La frase con la que empiezo esta edición de En Frecuencia es ya parte de la mala historia política de nuestro país que se remite al sexenio del ex presidente José López Portillo cuando incorporó a su hijo José Ramón a su gabinete, en un tiempo en el que al presidencialismo se le aplaudía casi todo, y no había poder que contraviniera los designios del "emperador" en turno.

Retomo el tema porque en Francia la Asamblea Nacional, es decir la cámara de diputados, aprobó el día de ayer un reglamento que prohíbe a los ministros y parlamentarios contratar a familiares como asistentes.

Francia está entrando en una etapa de devolver la ética al servicio profesional mediante una estrategia denominada "ley de la moralización de la vida pública" y "por la confianza en la vida pública" promovida por el nuevo gobierno del presidente Emmanuel Macron.

La intención del gobierno de Macron es devolver la legitimidad al servicio público y la credibilidad en un electorado cada vez más desconfiado de su sistema al ver la voracidad con la que sus gobernantes se aprovechaban del erario, y los escándalos de corrupción que llegaban a niveles poco usuales.

La práctica del nepotismo era en Francia habitual y convertía la nómina de un funcionario en la baja del tesoro que le permitía ampliar sus ingresos contratando desde las esposas, amantes, novias, parientes en primer grado, en todo tipo de cargos.

Un ejemplo de lo que se destapó recientemente fue el caso del ex primer ministro y ex candidato a la presidencia de Francia, el conservador Francois Fillon, quien contrató durante décadas a su esposa como asistente por un salario total de un millón de dólares sin que esta realizara función alguna, pero además tenía "trabajando" a sus hijos como asesores cuando estuvo en el parlamento francés.

¿Qué sucedió?
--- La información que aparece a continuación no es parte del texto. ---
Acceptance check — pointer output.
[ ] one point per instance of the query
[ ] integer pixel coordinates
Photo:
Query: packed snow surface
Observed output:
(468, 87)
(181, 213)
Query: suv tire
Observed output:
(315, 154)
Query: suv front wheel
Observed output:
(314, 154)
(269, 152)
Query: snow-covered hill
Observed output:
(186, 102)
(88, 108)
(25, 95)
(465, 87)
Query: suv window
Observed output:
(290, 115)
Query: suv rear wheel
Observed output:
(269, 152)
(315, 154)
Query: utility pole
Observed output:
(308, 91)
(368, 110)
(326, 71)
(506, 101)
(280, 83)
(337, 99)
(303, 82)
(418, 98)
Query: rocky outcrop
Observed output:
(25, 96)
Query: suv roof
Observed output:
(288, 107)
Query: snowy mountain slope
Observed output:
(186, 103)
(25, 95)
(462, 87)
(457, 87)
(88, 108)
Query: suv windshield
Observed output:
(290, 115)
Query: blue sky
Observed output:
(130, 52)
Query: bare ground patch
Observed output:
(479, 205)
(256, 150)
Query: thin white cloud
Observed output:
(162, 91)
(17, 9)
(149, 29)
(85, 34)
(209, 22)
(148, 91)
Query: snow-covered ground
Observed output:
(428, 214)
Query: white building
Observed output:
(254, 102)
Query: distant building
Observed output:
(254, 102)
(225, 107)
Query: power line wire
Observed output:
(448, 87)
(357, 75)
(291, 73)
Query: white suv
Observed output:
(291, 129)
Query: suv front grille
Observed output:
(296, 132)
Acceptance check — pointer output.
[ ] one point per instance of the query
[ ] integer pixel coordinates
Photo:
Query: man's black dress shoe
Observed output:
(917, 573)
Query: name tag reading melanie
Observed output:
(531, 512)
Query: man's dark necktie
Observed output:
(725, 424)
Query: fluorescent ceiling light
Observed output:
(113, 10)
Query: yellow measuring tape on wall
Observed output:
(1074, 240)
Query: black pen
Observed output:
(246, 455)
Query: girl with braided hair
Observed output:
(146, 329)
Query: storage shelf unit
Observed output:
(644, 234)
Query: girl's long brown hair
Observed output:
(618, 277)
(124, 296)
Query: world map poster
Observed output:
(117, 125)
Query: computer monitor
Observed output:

Que orillados a evitar una debacle política del sistema político francés, ante el gran rechazo que se manifestó con la baja votación en las pasadas elecciones, se está cambiando el rumbo del país; claro, no es un asunto mágico pues pasarán años para que las nuevas leyes empiecen a permear en la cultura de los galos.

Recientemente en México se dio cuenta de un caso bastante preocupante, en el que un estudio del Consejo de la Judicatura Federal reveló que en el Poder Judicial de la Federación al menos 500 jueces y magistrados de todo el país contrataron a familiares trabajando en juzgados y tribunales.

Cónyuges, hijos, hermanos, papás, tíos, cuñados y suegras, mantienen una relación laboral con funcionarios del Poder Judicial que forman una red de 7 mil 148 servidores públicos en el reporte dado a conocer por la organización Mexicanos Contra la Corrupción y la Impunidad.

Y qué pasó, ¡nada! solo un comunicado de justificación, y ninguna reacción... parece que en México sigue la burocracia, orgullosa de su nepotismo.